By Greta Gietz
Several months ago, we published an article on the rise of right-wing parties across Europe. While right-wing parties continue to gain influence, notably Marine Le Pen’s nationalist, anti-immigration National Front in France, two extreme left-wing movements have been making headlines early this year: Syriza and Podemos. In Greece’s high-profile general elections the anti-austerity party Syriza won a landmark victory. The consequences of the new government are still to be seen, but Syriza has announced that it will not comply with the bailout agreement or support a “Grexit” (Greece’s exit from the Eurozone) and for restructuring debt within the Eurozone. Meanwhile, Spain, in anticipation of its upcoming fall elections, is closely watching Syriza’s rise. The far-left anti-austerity party Podemos (“We Can”) has gained vast support in Spain and is on track to becoming Spain’s very own Syriza.

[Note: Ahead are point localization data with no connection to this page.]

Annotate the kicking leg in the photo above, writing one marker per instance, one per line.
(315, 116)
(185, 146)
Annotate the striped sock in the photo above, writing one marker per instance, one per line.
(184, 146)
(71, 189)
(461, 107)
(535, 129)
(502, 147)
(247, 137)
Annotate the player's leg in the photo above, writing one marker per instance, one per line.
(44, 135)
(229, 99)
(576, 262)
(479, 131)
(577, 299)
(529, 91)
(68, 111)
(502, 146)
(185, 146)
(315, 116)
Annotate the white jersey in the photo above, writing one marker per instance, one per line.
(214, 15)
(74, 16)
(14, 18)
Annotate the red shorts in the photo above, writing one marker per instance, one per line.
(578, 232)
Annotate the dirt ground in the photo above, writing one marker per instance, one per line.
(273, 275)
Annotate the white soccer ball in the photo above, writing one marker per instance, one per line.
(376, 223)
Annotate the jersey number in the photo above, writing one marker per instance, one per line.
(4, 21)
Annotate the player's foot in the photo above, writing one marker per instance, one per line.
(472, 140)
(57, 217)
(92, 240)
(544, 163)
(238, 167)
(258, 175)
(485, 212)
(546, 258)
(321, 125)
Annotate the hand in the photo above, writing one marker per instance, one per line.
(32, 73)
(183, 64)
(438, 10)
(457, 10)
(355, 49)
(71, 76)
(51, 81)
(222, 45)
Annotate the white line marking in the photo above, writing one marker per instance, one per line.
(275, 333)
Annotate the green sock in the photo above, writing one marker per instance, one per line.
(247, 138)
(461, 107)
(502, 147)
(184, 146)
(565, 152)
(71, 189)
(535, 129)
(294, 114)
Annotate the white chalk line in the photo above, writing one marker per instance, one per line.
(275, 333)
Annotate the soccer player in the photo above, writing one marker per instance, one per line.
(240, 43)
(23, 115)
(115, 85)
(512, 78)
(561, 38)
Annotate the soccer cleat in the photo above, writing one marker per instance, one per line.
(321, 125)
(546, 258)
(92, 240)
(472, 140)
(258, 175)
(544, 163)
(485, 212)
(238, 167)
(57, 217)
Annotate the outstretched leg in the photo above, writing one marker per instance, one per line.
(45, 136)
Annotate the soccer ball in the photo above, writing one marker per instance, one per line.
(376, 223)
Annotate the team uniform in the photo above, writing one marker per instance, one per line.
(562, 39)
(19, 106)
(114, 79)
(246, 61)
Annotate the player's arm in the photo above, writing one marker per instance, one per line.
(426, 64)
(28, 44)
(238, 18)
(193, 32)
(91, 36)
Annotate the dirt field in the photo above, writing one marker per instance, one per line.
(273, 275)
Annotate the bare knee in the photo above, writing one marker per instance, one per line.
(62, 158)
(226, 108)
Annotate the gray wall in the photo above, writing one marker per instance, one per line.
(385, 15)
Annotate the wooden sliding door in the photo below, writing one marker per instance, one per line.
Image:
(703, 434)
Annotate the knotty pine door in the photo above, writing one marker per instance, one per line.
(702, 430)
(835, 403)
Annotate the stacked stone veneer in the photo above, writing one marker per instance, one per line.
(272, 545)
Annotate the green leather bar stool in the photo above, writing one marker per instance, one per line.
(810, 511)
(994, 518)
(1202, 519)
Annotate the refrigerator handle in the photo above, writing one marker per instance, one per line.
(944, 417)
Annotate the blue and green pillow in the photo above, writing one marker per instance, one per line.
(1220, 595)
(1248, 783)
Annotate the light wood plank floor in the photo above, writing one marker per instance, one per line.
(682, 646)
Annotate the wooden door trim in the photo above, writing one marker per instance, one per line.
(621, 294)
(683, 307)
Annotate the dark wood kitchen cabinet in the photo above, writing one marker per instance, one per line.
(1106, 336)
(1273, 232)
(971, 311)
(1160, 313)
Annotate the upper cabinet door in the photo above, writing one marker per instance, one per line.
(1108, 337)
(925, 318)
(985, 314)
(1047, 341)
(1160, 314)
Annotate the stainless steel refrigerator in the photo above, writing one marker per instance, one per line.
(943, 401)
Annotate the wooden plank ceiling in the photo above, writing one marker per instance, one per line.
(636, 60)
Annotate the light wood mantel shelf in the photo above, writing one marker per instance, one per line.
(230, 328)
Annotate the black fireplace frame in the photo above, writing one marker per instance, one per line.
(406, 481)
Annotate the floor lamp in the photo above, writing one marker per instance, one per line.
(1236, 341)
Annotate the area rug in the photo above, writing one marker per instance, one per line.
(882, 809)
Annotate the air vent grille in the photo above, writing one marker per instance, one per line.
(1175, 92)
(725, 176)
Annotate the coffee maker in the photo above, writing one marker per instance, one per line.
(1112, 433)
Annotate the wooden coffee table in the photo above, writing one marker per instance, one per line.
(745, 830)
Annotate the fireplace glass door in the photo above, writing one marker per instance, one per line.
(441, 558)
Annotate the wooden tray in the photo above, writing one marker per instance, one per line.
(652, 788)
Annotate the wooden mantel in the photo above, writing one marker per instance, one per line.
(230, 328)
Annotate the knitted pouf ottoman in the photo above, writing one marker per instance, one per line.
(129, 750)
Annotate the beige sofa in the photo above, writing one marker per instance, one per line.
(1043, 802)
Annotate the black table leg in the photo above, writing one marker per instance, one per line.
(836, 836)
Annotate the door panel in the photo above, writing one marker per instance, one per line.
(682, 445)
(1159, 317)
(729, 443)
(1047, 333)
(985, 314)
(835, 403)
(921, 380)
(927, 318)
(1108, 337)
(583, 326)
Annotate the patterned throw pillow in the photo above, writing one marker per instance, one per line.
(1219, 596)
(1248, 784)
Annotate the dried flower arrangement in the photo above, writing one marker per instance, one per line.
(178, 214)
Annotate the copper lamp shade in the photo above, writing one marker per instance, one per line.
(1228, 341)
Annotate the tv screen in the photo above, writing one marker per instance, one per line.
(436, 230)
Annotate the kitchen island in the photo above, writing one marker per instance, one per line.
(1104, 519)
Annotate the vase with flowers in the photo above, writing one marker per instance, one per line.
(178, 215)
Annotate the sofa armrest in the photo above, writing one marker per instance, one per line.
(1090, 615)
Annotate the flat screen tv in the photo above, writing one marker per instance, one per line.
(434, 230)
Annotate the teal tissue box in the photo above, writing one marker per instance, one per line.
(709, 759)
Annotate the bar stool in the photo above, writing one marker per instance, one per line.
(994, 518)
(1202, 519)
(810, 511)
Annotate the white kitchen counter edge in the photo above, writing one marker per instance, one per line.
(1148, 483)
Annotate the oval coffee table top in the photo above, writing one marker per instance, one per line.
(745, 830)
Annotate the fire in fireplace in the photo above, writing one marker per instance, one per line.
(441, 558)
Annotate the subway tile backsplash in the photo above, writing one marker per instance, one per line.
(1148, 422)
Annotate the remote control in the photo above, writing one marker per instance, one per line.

While Greece and Spain, two of the most economically hard-hit countries in the E.U., show a shift to the far left of the political spectrum, it is unclear whether Syriza and Podemos’ popularity are signaling a European-wide development. What does their rise mean for the future of the Eurozone and, with that, for the European Union? How will Syriza and Podemos influence other economically struggling countries, especially in Southern Europe, and change the political climate?